3 Tips To Make Your Online Music Sound Better

3 tips for online musicEveryone wants their music to sound great on Spotify or Pandora, but making a master requires a little more forethought than just getting a loud master. In that spirit, here’s an excerpt from the latest Mastering Engineer’s Handbook 3rd edition that provides 3 tips for a better sounding online music.

1. Turn it down a bit. A song that’s flat-lined at -0.1 dBFS isn’t going to encode as well as a song with some headroom. In iTunes for instance, the AAC encoder sometimes outputs a tad hotter than the source, so there’s some inter-sample overloads that happen at that level that aren’t detected on a typical peak meter, since all DACs respond differently to it. As a result, a level that doesn’t trigger an over on your DAW’s DAC may actually be an over on another playback unit. This is the same for most encoders.
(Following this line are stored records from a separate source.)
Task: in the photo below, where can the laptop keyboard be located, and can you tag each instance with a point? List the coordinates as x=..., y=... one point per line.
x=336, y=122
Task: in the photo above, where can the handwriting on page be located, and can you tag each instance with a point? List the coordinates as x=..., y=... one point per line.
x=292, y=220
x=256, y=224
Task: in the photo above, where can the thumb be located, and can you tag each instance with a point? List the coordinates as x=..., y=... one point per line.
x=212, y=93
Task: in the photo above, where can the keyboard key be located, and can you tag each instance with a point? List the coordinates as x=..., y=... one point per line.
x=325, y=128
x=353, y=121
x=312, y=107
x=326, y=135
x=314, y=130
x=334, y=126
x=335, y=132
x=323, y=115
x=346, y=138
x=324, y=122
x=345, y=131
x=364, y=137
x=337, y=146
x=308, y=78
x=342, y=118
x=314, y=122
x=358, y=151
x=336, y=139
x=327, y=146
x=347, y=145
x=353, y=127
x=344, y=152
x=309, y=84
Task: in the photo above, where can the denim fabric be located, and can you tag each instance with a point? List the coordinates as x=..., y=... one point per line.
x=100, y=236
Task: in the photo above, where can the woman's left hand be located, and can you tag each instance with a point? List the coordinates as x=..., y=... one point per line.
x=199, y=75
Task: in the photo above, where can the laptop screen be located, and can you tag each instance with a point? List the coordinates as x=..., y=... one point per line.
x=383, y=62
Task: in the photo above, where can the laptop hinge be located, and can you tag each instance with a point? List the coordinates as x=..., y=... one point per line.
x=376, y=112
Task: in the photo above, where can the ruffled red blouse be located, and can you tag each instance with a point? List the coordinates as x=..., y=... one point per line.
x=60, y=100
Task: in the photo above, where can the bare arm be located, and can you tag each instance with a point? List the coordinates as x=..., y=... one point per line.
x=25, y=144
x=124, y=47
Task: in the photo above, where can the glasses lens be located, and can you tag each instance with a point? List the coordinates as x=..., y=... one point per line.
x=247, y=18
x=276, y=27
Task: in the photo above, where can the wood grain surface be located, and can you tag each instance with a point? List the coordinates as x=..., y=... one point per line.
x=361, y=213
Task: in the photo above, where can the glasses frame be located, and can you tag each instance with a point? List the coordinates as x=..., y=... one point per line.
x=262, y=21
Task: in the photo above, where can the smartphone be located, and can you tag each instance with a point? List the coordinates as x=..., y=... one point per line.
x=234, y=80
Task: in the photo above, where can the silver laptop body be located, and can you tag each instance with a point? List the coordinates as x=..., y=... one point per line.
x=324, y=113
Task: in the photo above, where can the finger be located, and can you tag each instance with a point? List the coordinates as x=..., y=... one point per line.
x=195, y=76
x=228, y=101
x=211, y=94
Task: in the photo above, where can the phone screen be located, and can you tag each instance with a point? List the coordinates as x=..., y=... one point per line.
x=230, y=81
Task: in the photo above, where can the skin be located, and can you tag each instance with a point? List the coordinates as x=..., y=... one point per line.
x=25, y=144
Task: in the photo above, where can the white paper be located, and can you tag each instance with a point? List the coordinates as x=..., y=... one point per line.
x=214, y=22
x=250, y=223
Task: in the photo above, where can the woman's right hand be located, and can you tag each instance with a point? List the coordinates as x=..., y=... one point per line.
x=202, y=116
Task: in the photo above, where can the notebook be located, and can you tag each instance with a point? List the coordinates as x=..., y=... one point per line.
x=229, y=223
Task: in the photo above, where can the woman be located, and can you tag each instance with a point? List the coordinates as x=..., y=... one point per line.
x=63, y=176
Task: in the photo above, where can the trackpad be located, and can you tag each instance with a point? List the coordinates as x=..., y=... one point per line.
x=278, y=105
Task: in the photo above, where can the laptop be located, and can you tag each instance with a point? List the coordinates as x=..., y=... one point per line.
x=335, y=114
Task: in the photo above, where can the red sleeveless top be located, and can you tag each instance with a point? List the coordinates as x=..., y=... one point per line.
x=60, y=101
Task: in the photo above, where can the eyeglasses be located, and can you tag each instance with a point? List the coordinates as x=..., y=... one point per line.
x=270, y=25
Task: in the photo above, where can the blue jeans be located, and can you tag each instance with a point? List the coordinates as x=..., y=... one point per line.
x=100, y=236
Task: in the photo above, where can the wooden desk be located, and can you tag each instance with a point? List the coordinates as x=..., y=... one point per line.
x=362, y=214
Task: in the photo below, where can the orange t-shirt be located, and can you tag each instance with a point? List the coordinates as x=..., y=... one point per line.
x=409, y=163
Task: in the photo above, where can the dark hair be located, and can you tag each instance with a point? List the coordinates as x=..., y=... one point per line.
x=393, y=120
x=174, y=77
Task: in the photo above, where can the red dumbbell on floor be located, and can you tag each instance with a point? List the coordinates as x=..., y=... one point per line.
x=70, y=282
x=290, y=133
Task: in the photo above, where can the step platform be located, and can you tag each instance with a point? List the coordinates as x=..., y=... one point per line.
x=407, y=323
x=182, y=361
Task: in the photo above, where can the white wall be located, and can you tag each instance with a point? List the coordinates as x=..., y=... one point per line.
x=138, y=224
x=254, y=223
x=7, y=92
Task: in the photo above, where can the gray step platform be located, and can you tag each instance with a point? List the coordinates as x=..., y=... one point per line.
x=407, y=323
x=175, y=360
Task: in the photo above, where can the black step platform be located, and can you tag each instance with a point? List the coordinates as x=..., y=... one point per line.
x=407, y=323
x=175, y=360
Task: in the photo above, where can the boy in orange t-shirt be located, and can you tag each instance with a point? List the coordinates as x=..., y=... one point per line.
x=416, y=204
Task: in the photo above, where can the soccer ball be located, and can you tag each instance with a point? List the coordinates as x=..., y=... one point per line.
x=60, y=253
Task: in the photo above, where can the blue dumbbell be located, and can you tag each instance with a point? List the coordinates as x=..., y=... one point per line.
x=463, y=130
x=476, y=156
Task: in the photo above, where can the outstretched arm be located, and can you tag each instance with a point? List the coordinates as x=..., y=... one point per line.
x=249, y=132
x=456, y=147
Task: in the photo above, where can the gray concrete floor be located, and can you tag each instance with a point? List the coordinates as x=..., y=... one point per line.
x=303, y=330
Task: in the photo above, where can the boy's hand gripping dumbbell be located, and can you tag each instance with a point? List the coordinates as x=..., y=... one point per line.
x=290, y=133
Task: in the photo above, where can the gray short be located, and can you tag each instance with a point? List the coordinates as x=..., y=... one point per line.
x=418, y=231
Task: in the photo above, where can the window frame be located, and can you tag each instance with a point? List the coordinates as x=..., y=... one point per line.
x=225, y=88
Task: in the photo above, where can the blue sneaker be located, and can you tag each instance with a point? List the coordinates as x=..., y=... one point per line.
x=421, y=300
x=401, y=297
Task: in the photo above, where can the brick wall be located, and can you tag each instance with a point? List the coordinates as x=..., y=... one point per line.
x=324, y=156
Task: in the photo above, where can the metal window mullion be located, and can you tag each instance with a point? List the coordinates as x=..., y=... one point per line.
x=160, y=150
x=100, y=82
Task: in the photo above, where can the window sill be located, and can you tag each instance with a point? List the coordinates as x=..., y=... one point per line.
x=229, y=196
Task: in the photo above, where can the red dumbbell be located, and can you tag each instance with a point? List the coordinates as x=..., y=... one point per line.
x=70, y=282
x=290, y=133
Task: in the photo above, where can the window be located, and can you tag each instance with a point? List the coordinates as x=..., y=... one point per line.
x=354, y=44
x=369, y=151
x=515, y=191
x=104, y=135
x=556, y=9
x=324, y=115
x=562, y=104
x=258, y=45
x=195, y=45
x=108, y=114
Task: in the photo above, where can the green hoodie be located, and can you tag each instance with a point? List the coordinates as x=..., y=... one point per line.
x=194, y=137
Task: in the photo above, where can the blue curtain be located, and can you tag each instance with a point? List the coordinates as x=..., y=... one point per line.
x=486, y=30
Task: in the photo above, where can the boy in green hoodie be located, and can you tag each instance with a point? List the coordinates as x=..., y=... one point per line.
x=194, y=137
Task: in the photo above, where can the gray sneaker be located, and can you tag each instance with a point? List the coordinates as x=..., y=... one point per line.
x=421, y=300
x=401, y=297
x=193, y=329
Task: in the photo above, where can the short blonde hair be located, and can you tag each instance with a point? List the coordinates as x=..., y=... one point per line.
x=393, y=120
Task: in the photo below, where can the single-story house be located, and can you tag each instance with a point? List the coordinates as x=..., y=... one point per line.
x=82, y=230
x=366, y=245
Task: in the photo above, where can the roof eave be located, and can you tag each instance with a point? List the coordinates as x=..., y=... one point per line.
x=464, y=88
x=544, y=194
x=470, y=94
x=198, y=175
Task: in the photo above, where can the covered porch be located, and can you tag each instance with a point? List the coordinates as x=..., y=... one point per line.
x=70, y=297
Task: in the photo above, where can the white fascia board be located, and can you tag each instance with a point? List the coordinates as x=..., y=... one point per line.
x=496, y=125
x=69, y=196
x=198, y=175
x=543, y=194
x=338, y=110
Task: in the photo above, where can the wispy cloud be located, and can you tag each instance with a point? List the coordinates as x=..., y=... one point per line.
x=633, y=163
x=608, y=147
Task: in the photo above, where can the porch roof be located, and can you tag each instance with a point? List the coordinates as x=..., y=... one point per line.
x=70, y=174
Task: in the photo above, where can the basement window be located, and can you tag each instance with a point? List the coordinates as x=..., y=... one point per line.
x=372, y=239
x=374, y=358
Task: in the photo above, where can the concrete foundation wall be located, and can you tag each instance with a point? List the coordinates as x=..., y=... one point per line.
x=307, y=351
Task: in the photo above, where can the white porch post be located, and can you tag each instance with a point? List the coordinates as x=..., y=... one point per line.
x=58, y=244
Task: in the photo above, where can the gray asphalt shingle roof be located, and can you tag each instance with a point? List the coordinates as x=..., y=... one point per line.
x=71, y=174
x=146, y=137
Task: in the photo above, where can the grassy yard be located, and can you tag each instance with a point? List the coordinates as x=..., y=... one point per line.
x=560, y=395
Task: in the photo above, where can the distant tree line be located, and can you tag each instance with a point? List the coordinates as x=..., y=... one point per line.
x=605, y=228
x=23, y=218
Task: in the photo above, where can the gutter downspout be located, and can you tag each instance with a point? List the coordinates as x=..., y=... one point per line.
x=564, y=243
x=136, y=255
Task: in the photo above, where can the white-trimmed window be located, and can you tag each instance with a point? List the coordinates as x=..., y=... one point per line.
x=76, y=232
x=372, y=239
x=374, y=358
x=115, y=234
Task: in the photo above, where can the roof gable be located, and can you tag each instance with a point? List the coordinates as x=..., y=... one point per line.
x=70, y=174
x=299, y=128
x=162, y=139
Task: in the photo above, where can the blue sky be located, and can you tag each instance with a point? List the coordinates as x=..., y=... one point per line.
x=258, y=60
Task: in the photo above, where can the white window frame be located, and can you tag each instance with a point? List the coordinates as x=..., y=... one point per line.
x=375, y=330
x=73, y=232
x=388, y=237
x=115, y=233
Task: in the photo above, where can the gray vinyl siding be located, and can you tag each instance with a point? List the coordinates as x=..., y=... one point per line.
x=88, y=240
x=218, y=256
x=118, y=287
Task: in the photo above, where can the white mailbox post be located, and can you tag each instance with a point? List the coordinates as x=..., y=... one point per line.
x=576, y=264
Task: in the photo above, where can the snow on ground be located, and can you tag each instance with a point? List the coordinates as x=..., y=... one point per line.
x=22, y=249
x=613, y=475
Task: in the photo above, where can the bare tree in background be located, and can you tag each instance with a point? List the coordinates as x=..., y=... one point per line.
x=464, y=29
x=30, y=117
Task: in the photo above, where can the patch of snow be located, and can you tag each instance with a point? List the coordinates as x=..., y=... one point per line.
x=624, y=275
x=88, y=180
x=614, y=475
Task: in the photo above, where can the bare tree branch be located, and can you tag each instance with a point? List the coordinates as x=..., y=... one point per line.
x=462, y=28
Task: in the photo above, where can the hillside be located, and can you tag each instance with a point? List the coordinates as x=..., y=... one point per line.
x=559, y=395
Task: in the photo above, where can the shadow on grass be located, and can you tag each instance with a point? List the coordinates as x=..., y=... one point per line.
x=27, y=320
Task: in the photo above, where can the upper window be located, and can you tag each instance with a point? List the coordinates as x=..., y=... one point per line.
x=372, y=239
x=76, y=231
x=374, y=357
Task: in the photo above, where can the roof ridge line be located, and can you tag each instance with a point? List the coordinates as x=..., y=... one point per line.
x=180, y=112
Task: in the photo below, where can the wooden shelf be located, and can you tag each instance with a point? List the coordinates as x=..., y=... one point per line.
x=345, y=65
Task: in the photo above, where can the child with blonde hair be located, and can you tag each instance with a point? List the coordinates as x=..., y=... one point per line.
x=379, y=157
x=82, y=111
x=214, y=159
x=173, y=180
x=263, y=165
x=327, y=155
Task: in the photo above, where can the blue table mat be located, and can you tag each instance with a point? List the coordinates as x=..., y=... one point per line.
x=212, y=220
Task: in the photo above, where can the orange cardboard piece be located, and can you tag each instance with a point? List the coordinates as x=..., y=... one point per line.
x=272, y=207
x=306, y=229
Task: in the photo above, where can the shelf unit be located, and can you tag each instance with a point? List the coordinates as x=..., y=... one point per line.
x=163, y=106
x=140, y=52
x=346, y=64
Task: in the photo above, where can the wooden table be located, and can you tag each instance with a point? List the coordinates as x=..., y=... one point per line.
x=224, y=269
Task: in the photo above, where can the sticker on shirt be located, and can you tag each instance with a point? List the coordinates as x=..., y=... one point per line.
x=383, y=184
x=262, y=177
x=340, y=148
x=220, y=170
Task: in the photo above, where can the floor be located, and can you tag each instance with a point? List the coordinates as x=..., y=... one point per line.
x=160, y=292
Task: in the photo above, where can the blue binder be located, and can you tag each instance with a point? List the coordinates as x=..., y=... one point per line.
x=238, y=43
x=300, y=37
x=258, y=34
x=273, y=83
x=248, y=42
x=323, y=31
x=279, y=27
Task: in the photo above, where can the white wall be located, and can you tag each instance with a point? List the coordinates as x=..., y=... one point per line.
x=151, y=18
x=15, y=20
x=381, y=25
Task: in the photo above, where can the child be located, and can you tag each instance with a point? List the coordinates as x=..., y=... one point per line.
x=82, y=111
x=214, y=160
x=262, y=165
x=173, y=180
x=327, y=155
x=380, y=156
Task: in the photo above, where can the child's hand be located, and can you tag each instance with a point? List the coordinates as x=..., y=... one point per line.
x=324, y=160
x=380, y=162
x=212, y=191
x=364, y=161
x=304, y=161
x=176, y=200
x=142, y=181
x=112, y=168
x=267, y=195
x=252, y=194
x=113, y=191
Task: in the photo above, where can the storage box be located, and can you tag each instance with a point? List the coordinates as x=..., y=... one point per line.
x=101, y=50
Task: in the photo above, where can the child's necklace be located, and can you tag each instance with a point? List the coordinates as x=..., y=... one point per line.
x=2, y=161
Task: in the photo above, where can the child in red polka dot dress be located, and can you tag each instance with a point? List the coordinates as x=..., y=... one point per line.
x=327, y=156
If you back it down to -0.5 or even -1 dB, the encode will sound a lot better and your listener probably won’t be able to tell much of a difference in level anyway. 

2. Don’t squash the master too hard. Masters with some dynamic range encode better. Masters that are squeezed to within an inch of their life don’t; it’s as simple as that. Listeners like it better too. And then there’s the fact that on many services (like Apple Music), normalization occurs so all songs play at the same level. Songs with too much compression sound a lot worse than when there’s just a modest amount.

3. Sometimes rolling off a little of the extreme top end (16kHz and above) can help the encode as well. When any type of data compression is involved, it requires the same common-sense considerations. If you back off on the level, the mix buss compression and the high frequencies, you’ll be surprised just how good your online music can sound.